In a new paper, housing guru Robert Shiller and two of his colleagues say they aren’t yet convinced the housing market is in a recovery.
“A recovery may be plausible, and home prices have been rising fairly strongly in recent months, [but] we do not see any unambiguous indication in our expectations data of sharp upward turning point in demand for housing that some observers, and media accounts, have suggested,” Shiller writes, along with Karl Case and Anne Thompson, in the paper, which is titled “What Have They Been Thinking? Home Buyer Behavior in Hot and Cold Markets,” and published by the National Bureau of Economic Research.

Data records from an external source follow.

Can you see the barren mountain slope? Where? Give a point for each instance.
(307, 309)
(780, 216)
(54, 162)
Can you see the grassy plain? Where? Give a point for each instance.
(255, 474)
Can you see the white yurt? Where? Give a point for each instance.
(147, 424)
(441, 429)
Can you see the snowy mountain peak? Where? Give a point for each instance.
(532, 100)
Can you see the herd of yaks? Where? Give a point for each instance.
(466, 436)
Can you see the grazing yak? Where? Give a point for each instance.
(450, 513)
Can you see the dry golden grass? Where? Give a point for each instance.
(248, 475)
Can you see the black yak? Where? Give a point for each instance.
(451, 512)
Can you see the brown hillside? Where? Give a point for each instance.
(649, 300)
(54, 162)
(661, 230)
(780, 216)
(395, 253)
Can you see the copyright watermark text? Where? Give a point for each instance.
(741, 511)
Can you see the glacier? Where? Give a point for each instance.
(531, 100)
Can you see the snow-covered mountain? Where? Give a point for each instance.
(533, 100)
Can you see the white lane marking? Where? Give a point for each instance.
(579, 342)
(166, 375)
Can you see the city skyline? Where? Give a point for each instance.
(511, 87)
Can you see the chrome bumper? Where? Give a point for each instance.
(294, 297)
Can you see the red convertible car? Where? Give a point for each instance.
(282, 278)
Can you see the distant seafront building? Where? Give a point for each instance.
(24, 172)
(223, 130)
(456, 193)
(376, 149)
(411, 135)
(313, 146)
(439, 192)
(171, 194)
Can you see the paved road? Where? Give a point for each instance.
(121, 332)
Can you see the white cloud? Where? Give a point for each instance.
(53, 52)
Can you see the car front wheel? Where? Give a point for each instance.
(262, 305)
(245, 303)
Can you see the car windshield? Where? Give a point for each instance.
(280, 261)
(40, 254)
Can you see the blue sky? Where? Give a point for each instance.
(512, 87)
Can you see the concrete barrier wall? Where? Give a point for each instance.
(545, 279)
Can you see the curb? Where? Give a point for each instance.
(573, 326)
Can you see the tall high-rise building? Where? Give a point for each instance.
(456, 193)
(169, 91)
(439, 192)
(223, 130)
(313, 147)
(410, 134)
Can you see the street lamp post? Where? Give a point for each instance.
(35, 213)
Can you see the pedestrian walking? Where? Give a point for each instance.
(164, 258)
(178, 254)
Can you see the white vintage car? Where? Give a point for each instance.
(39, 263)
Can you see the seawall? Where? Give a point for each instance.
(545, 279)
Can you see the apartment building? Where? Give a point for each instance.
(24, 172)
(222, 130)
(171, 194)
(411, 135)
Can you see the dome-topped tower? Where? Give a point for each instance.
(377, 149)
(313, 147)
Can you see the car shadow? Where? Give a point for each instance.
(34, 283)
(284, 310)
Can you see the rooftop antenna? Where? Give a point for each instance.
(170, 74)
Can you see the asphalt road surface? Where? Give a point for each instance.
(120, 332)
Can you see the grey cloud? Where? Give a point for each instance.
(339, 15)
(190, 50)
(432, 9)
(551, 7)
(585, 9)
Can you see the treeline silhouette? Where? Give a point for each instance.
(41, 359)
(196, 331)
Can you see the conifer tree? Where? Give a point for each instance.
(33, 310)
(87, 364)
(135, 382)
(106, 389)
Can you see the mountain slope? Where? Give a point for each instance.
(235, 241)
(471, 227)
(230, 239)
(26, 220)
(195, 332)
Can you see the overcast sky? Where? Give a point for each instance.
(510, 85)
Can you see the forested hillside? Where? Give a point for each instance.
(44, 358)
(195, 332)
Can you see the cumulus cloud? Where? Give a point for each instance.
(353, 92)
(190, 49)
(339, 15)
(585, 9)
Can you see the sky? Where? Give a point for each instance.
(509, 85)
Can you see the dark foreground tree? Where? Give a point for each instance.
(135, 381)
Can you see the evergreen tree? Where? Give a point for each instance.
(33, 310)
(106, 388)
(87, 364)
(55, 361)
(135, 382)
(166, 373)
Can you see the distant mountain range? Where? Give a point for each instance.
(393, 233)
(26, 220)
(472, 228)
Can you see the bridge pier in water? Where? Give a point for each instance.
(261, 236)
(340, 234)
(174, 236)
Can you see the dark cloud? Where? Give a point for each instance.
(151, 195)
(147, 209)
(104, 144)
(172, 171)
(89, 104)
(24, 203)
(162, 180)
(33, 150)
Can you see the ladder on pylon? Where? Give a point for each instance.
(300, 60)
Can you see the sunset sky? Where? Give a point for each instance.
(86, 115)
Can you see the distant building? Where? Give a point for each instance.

The study was based on the responses to surveys issued in four U.S. cities in 1988 and annually from 2003-2012. It explores both what drives homebuyer behavior, and what caused the housing bubble in the 2000s. “We find that homebuyers were generally well informed, and that their short-run expectations if anything underreacted to the year-to-year change in actual home prices,” Shiller and his colleagues write. “More of the root causes of the bubble can be seen in their long-term, ten-year, home price expectations, which reached abnormal levels relative to the mortgage rate at the peak of the boom and declined sharply since.”
Those long-term expectations are a key driver of the housing market, but they haven’t bounced back since the housing bubble bursting. “The answers to the latest questionnaire indicate that while perceptions of short-term price direction have turned positive, long-term expectations continue to weaken,” Bloomberg’s Simon Kennedy reports in discussing the study.